The information provided by the 4w-SM may be clinically relevant as well. In the validation group, a score of 3.20 had 92% PPV, 71% sensitivity, and 93% specificity for SVR. It should be noted that this model predicted SVR more accurately than clearance of HCV RNA at week 4. Thus, patients with a 4-week score below 3.20—who represent 37% of all patients from our validation group—had a very high chance of developing SVR after a standard 48-week treatment. A low 4w-SM score may be appropriate to select candidates for evaluation of less aggressive therapies in future trials.
On the contrary, the PPV for non-SVR of a 4w-SM score of 5.60 was 97%, with 53% sensitivity and 98% specificity. Thus, more than one half of nonsustained responders can accurately be identified as soon as the fourth week of therapy. This model was more accurate than persistence of detectable HCV RNA at week 4 of therapy for prediction of non-SVR. This information may be valuable to consider discontinuation of therapy after 4 weeks of treatment in more than one half of nonsustained responders.
Our models have some limitations. Response cannot be predicted in the subset of patients with intermediate score values that were found in approximately one half of the total patient population at baseline and in 33% of the cases after 4 weeks of treatment. In these patients, therapy should be administered for at least 12 weeks, at which time a decision may be made based on measurement of HCV RNA decline. It must also be noted that this study was performed in treatment-naïve, Caucasian, genotype 1–infected patients who received weight-adjusted doses of pegylated interferon α-2b plus ribavirin for 48 weeks; therefore, our findings may not apply to other populations of patients, nor can they be extended to other therapeutic schedules. Furthermore, our models may not be applicable in subjects undergoing therapy for high cholesterol serum levels.

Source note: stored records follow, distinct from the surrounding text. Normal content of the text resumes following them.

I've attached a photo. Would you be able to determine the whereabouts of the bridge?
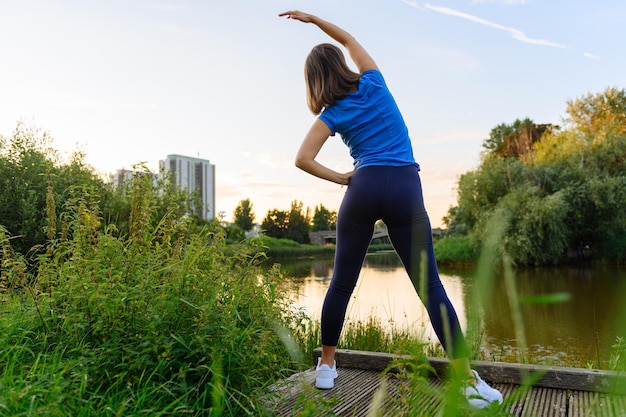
[268,348,626,417]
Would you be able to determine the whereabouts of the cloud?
[583,52,600,61]
[472,0,528,6]
[401,0,568,49]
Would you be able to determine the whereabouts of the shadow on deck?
[270,349,626,417]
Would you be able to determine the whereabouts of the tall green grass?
[0,178,308,416]
[0,172,626,416]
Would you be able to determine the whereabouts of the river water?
[281,253,626,368]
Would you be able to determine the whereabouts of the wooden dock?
[270,349,626,417]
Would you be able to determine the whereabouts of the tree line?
[0,88,626,265]
[229,198,337,243]
[444,88,626,265]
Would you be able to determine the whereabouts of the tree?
[445,88,626,265]
[567,87,626,142]
[233,198,254,232]
[286,200,311,243]
[311,204,337,232]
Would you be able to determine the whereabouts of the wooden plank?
[313,348,626,395]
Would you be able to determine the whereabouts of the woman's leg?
[321,168,379,367]
[383,167,468,359]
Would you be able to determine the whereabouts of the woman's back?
[319,70,417,168]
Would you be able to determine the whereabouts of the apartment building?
[110,155,216,220]
[159,155,216,220]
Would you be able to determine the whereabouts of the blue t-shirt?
[319,70,419,168]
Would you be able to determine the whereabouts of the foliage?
[0,176,304,416]
[0,123,111,254]
[0,123,203,260]
[311,204,337,232]
[233,198,254,232]
[261,201,311,243]
[435,236,478,264]
[444,88,626,265]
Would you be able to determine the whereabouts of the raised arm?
[279,10,378,73]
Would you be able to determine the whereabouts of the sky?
[0,0,626,227]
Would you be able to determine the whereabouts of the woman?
[279,11,502,408]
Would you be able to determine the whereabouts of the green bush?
[0,174,306,416]
[435,236,478,264]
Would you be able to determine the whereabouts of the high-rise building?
[159,155,216,220]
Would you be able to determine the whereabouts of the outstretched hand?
[278,10,313,23]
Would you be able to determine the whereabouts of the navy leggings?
[321,165,467,358]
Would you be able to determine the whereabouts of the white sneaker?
[315,357,337,389]
[464,370,502,408]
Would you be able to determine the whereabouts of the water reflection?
[270,253,626,366]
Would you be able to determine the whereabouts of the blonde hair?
[304,43,361,115]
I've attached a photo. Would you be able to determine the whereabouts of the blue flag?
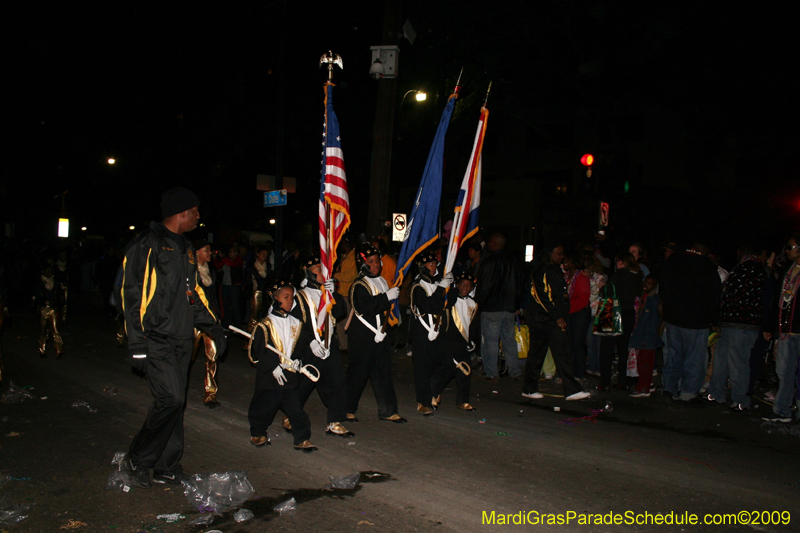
[389,93,458,326]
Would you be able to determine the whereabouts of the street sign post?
[264,189,287,207]
[392,213,408,242]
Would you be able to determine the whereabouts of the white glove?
[281,359,303,372]
[439,272,453,289]
[386,287,400,302]
[311,339,331,359]
[272,365,286,387]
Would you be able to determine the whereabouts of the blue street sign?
[264,189,286,207]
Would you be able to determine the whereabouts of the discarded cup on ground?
[330,472,361,490]
[0,494,30,526]
[272,497,297,514]
[233,509,255,522]
[188,514,214,533]
[3,381,36,404]
[72,400,97,413]
[183,471,255,514]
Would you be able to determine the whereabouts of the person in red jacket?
[563,252,592,379]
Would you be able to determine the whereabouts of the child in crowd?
[433,270,478,411]
[629,274,663,398]
[247,280,317,452]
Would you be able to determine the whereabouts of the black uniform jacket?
[122,222,222,355]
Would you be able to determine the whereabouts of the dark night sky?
[7,0,800,254]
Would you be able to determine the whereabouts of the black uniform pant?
[128,334,192,472]
[523,324,581,396]
[247,387,311,444]
[298,338,347,424]
[410,324,444,407]
[346,335,400,418]
[431,340,472,405]
[600,311,637,387]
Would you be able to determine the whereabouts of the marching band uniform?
[284,257,353,437]
[38,267,64,357]
[247,280,316,452]
[192,241,220,409]
[409,252,452,416]
[345,246,406,424]
[433,271,478,411]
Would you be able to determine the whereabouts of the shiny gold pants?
[39,305,64,357]
[117,316,128,348]
[250,291,264,331]
[192,329,217,403]
[61,285,67,324]
[0,296,6,381]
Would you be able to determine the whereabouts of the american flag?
[317,82,350,334]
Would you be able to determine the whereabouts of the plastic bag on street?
[0,495,31,526]
[272,498,297,514]
[72,400,97,413]
[183,472,255,514]
[111,452,126,470]
[233,509,255,522]
[330,473,361,490]
[106,470,131,492]
[3,381,36,404]
[188,514,214,533]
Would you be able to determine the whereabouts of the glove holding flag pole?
[389,69,463,326]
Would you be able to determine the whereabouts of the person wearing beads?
[707,246,767,412]
[284,256,353,438]
[345,245,407,424]
[247,280,317,452]
[434,270,478,411]
[409,251,453,416]
[764,232,800,424]
[192,240,220,409]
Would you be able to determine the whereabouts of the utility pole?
[367,0,402,236]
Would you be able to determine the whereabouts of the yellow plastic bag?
[514,317,531,359]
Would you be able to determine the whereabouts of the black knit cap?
[414,251,439,266]
[267,278,294,296]
[455,270,477,285]
[356,244,381,267]
[161,187,200,218]
[303,255,322,270]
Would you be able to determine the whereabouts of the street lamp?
[397,89,428,108]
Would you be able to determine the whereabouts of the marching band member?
[433,270,478,411]
[409,251,453,416]
[345,245,407,424]
[192,241,221,409]
[284,256,353,437]
[247,280,317,452]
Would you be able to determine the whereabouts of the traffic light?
[581,154,594,178]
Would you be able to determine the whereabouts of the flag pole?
[318,50,344,349]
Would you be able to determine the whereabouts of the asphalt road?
[0,300,800,533]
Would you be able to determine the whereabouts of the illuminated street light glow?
[58,218,69,238]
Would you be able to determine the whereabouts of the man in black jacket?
[122,187,227,488]
[658,244,722,401]
[475,233,522,382]
[522,244,590,400]
[764,233,800,424]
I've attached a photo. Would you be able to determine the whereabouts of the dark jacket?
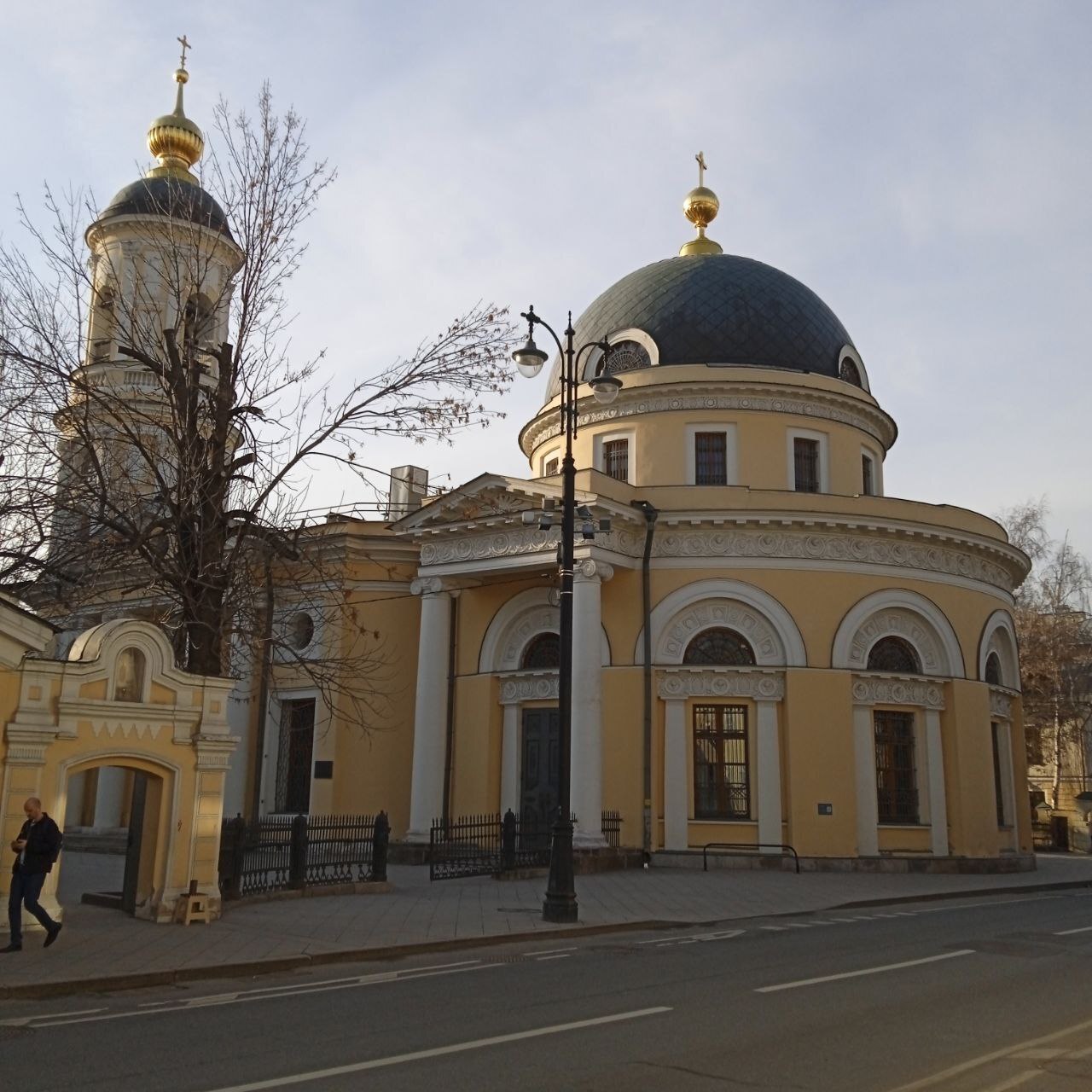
[11,811,62,874]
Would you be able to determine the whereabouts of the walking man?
[0,796,61,952]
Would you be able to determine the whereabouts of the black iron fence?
[219,811,391,898]
[428,811,621,880]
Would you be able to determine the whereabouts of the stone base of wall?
[652,850,1035,874]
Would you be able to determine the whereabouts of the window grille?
[682,628,754,667]
[694,433,729,485]
[603,440,629,481]
[873,709,920,823]
[694,706,750,819]
[520,633,561,670]
[793,436,819,492]
[861,456,876,497]
[868,636,921,675]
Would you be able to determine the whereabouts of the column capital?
[410,577,444,595]
[572,557,613,581]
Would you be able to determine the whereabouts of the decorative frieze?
[500,671,557,706]
[521,377,894,456]
[659,667,785,701]
[990,686,1013,721]
[853,675,944,710]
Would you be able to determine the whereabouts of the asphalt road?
[0,892,1092,1092]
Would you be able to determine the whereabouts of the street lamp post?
[512,305,621,921]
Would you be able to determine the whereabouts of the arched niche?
[479,588,611,674]
[979,611,1020,690]
[831,588,964,678]
[633,578,807,667]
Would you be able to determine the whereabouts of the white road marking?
[26,960,502,1027]
[0,1008,106,1027]
[200,1005,671,1092]
[890,1020,1092,1092]
[754,948,974,994]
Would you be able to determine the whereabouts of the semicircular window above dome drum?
[520,633,561,671]
[868,636,921,675]
[603,340,652,375]
[682,625,754,667]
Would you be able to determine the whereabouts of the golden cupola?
[148,40,204,186]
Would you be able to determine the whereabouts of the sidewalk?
[0,855,1092,1000]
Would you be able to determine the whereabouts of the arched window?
[838,356,861,386]
[682,627,754,667]
[113,648,144,701]
[868,636,921,675]
[520,633,561,670]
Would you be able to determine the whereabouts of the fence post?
[500,808,515,873]
[288,815,307,889]
[371,811,391,884]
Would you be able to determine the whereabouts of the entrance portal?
[520,709,561,843]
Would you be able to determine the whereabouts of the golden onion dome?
[679,152,724,256]
[148,67,204,186]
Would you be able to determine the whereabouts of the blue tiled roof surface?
[551,254,853,393]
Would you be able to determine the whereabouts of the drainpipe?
[630,500,659,866]
[444,592,459,826]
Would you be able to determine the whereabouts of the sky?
[0,0,1092,557]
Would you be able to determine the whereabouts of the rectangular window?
[990,724,1007,827]
[694,433,729,485]
[793,436,819,492]
[276,698,315,815]
[694,706,750,819]
[873,709,920,823]
[603,440,629,481]
[861,456,876,497]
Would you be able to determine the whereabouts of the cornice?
[520,375,897,457]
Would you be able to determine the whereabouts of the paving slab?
[0,854,1092,999]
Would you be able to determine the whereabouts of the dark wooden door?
[520,709,561,847]
[121,770,148,914]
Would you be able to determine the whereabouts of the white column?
[500,702,520,816]
[570,561,613,847]
[406,577,451,842]
[757,701,781,854]
[92,765,125,830]
[664,698,690,850]
[853,706,880,857]
[925,709,948,857]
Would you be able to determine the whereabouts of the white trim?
[785,428,831,492]
[633,577,807,667]
[831,588,966,678]
[686,421,740,485]
[592,428,636,485]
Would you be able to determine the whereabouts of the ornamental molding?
[520,375,896,457]
[990,686,1013,721]
[500,671,557,706]
[659,667,785,701]
[413,521,1023,594]
[851,675,944,711]
[656,600,785,667]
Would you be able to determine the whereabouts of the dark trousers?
[8,871,57,944]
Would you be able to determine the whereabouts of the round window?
[288,611,315,651]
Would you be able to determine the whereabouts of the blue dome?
[549,254,853,398]
[98,176,234,241]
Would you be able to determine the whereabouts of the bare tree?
[1002,499,1092,808]
[0,86,512,706]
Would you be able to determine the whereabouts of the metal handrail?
[701,842,800,876]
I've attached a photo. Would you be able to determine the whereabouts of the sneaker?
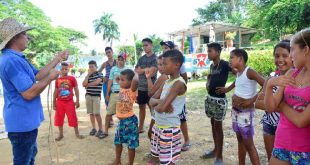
[89,128,97,136]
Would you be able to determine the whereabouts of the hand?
[215,87,228,95]
[105,94,110,102]
[56,50,69,62]
[75,101,80,108]
[48,69,59,80]
[268,75,296,87]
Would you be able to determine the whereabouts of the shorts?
[107,93,119,115]
[114,115,139,149]
[54,100,78,127]
[231,107,255,139]
[137,90,150,105]
[86,95,100,115]
[205,96,228,121]
[272,148,310,165]
[262,122,277,136]
[151,125,181,165]
[179,105,187,123]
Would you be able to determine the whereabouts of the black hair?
[104,47,113,52]
[230,49,248,64]
[273,40,291,55]
[163,49,184,67]
[208,42,222,53]
[142,38,153,44]
[88,60,97,68]
[120,69,135,81]
[61,62,69,66]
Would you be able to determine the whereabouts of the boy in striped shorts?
[148,50,187,165]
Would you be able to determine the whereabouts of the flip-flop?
[181,143,192,152]
[200,151,215,159]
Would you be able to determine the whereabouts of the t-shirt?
[136,54,157,91]
[109,65,128,92]
[86,72,103,96]
[55,76,77,101]
[0,49,44,132]
[208,60,231,98]
[116,88,137,119]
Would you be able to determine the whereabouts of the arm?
[74,86,80,108]
[279,101,310,128]
[155,81,186,112]
[36,51,69,81]
[98,61,107,72]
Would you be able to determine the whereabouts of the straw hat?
[0,18,33,50]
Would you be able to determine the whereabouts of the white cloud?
[30,0,209,51]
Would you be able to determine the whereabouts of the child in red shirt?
[53,63,83,141]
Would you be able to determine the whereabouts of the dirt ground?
[0,83,267,165]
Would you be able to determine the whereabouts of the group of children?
[54,29,310,165]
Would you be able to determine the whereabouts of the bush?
[221,49,276,76]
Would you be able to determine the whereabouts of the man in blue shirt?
[0,18,68,165]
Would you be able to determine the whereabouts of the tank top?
[235,66,257,99]
[275,69,310,152]
[154,77,186,128]
[104,60,116,78]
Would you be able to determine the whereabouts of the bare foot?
[76,135,85,139]
[55,136,64,141]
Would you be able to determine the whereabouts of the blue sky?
[30,0,209,52]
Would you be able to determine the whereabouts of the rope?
[47,84,59,164]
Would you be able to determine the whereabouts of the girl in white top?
[225,49,265,165]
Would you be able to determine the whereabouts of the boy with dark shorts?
[202,43,232,164]
[135,38,157,133]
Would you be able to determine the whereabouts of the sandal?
[200,151,215,159]
[89,128,97,136]
[181,143,192,152]
[96,130,109,139]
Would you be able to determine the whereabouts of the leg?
[264,134,274,160]
[139,104,146,133]
[214,120,224,160]
[128,148,136,165]
[104,114,112,134]
[236,133,246,165]
[110,144,123,165]
[242,138,260,165]
[8,129,38,165]
[95,114,102,131]
[55,126,64,141]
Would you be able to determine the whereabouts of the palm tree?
[93,13,120,46]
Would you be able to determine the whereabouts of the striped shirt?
[261,73,280,126]
[86,72,103,96]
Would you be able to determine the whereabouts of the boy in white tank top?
[148,50,187,165]
[223,49,265,165]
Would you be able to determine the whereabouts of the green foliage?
[0,0,87,68]
[93,13,120,46]
[221,49,276,76]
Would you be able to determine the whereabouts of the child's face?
[229,53,242,68]
[274,47,293,73]
[163,57,180,75]
[105,49,113,58]
[290,44,307,68]
[118,75,131,89]
[88,64,97,72]
[117,57,125,67]
[161,45,170,53]
[60,66,69,76]
[208,48,219,60]
[157,58,164,74]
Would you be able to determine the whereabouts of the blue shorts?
[114,115,139,149]
[263,122,277,136]
[272,148,310,165]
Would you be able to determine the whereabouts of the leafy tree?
[93,13,120,46]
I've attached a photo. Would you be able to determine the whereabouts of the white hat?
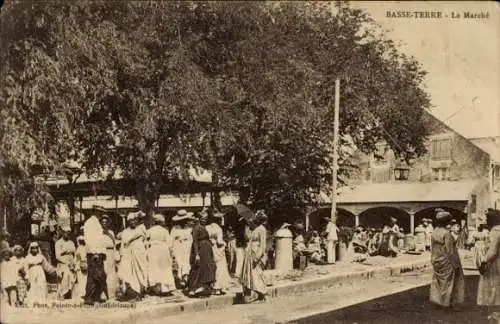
[61,225,71,232]
[172,209,193,222]
[153,214,165,223]
[127,212,139,221]
[213,209,225,218]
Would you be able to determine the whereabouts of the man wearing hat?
[83,206,107,305]
[424,218,434,251]
[477,209,500,307]
[55,226,76,299]
[324,217,339,264]
[170,209,194,288]
[430,210,465,308]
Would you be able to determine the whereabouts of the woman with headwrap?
[101,214,118,300]
[240,211,267,302]
[206,210,231,295]
[147,214,175,295]
[73,235,88,298]
[188,210,216,297]
[170,209,194,288]
[118,212,147,300]
[55,226,76,299]
[477,209,500,306]
[24,242,57,305]
[430,210,465,308]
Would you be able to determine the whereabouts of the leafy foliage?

In conclusion, although new antiviral agents are under development, major changes in the treatment of chronic HCV infection are not expected in the near future. Therefore, new strategies for better use of currently available drugs are necessary. In this way, tailored treatments on an individual basis may be useful to improve efficacy and minimize side effects and cost. The predictive models reported here can be useful to this end.